Tudo aquilo que aprendi antes dos 18

Em maio completo dezoito anos. Não acredito nessa divisão de tempo em idade que inventaram, e nem acho que completar maioridade é uma coisa tão importante na minha vida que mereça algum tipo de preocupação. Muito menos um texto. Mas, acordei com vontade de contar um pouquinho do que vi da vida nesses anos (principalmente últimos 3 meses) e do que espero para todos os outros. Né, por que não?

Olhando pra dentro (e não para trás), vejo quando o tempo passou.

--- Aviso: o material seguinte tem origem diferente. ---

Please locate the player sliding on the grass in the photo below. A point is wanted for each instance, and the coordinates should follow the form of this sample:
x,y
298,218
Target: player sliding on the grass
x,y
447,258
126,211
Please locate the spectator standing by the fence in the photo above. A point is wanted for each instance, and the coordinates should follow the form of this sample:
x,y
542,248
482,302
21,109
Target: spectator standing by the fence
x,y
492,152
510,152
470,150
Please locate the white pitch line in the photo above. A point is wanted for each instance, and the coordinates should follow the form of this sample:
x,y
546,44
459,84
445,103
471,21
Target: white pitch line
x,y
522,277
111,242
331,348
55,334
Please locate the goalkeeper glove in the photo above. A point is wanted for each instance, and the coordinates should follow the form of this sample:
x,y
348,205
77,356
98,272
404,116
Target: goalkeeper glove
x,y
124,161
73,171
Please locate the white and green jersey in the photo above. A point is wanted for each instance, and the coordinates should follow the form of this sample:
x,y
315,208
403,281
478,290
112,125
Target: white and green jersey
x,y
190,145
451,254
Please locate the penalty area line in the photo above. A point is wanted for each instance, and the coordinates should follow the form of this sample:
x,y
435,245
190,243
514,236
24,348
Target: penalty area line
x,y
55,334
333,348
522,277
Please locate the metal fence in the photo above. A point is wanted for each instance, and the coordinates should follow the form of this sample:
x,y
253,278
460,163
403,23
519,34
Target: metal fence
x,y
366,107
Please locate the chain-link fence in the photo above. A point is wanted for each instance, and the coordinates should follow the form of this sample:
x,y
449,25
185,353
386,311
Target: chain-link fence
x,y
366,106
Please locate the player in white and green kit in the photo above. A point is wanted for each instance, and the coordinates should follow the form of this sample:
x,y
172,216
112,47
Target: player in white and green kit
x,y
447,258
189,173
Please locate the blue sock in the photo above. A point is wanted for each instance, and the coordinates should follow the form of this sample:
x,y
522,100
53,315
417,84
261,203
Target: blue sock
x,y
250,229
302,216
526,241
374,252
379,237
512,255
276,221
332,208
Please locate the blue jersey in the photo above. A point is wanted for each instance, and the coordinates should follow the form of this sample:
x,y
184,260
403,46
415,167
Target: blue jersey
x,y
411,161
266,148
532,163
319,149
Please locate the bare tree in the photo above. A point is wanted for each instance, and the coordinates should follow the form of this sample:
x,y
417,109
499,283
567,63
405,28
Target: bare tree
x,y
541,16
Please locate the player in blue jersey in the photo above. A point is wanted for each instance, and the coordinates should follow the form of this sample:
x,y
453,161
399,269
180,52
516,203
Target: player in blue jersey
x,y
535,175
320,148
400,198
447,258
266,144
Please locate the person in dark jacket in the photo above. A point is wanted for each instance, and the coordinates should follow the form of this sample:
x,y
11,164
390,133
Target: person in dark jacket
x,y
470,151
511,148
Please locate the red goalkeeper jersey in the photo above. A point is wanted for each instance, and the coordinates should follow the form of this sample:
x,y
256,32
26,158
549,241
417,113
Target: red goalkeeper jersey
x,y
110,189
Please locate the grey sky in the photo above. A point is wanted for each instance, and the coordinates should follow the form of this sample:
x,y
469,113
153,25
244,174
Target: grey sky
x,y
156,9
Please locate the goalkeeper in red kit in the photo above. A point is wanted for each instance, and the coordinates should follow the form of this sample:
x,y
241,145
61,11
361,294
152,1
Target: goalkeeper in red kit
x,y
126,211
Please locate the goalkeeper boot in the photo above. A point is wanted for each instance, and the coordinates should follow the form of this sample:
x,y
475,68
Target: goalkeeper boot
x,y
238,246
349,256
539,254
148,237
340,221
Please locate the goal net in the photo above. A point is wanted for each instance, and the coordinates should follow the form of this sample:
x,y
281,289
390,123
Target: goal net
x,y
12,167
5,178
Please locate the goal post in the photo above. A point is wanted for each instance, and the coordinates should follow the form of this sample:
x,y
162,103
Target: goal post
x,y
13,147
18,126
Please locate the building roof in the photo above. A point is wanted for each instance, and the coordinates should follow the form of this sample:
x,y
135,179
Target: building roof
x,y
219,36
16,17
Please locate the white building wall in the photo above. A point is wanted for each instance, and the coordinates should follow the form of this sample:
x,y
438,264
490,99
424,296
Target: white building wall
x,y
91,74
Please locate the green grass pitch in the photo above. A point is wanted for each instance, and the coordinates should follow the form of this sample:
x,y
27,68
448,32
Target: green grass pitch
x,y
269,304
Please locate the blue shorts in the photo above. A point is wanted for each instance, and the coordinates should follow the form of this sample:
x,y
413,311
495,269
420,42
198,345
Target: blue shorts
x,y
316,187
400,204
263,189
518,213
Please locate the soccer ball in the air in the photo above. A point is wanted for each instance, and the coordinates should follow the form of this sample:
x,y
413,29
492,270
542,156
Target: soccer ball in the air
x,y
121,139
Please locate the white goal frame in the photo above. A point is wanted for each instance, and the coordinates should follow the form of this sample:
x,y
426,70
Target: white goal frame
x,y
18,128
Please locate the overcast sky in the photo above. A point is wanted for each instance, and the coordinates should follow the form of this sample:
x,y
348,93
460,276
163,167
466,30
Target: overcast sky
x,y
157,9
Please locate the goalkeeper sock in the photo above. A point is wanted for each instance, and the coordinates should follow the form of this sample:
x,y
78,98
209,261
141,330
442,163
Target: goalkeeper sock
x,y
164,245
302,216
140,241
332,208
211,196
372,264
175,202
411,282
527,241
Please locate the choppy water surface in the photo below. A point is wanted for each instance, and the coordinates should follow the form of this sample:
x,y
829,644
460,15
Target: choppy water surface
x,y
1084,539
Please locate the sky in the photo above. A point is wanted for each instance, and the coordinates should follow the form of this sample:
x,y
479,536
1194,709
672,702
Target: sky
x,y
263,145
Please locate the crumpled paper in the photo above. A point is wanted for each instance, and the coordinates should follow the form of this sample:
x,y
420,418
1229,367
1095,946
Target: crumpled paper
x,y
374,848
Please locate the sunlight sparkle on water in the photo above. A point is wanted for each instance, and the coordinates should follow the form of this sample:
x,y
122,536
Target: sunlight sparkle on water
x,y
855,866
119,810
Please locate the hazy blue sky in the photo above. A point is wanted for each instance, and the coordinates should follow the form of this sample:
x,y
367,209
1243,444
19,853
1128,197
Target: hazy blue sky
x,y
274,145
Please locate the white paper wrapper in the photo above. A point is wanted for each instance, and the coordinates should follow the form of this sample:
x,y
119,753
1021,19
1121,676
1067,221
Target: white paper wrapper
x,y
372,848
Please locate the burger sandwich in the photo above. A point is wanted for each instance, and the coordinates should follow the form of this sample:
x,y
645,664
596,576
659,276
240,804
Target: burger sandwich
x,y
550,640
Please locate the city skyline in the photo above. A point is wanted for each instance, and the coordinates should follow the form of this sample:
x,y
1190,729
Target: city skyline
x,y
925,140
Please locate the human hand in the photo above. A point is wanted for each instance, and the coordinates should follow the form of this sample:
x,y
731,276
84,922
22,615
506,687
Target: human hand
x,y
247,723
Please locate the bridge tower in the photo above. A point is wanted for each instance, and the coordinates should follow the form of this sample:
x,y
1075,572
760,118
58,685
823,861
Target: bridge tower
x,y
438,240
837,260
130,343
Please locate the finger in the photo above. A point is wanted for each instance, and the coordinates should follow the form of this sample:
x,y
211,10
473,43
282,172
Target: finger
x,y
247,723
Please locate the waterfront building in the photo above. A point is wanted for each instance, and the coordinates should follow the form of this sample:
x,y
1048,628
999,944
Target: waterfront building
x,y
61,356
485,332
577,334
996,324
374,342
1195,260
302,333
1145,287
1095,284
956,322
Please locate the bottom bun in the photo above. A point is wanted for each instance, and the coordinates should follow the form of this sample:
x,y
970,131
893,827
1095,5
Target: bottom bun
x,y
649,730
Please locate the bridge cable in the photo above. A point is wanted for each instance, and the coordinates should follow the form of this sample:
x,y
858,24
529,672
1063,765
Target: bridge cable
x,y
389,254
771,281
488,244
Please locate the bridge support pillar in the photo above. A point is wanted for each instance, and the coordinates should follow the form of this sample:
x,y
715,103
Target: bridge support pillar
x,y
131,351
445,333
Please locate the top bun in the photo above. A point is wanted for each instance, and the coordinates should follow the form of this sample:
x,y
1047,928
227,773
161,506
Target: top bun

O quanto mesmo me sentindo de alguma forma a mesma garota de sempre, tudo inevitavelmente se transformou. Os lugares, os amigos, os valores, os sonhos e até os maiores medos. Aqueles que a gente guarda em segredo na alma. Eles mudaram.

Sou mais corajosa que antes.  Aprendi a valorizar a minha própria presença. Já não perco mais tanto tempo com pessoas vazias. Principalmente quando elas estão em lugares cheios demais. É isso. Desisti de tentar me misturar na multidão de cada dia e noite. Aceitei minhas diferenças (aquelas, que ninguém consegue enxergar). Aprendi a valorizá-las, e fazer com que elas nunca se transformem em limitações.

Tenho conhecido muita gente. Feito alguns bons amigos e amigas. Mas confesso que das pessoas que confio, hoje, a grande maioria é mesmo do sexo masculino. Alguém me disse isso há algum tempo, mas só agora tive certeza: é mesmo muito melhor ser amiga dos caras (se você consegue não se apaixonar por eles, claro).

Aprendi a valorizar minha família. Cada vez que vou pra casa e venho pra São Paulo sinto vontade de agradecer a Deus por ele tê-los colocado na minha vida. Cada vez que conheço mais o mundo e as pessoas que vivem nele, penso o quanto sou sortuda por ter um lugar pra chamar de casa e pessoas simples e felizes pra admirar. Referência é tudo.

Dei mais um tempo para o meu coração. Mesmo o amor ainda sendo meu ponto mais fraco (que você nunca use essa informação contra mim), sei que agora já não me apaixono pelo primeiro sorriso encantador que decora frases prontos. Fiquei mais cautelosa. Menos promessas. Menos pressa. Mais realidade. Mais intensidade. Menos lembranças. Mais reciprocidade.

Dos antigos relacionamentos, aprendi que dizer eu te amo não é assinar um contrato com tempo de duração. É dizer com apenas três palavras que naquele momento, aquela pessoa tem alguma coisa que a torna diferente de todas as outras no mundo. Isso não acontece sempre. As pessoas se confundem. Eu me confundi tantas vezes.

Ainda quero alguém me faça querer viajar o mundo sem destino, de mãos dadas e com apenas uma câmera pendurada no pescoço. Quero alguém que me faça ser assim, mais simples. Alguém que me faça querer trocar uma tarde chuvosa e solitária de livros espalhados e muito trabalho, por um dia ensolarado sem muitas pretensões no parque da cidade. Onde por sinal, ainda não fui.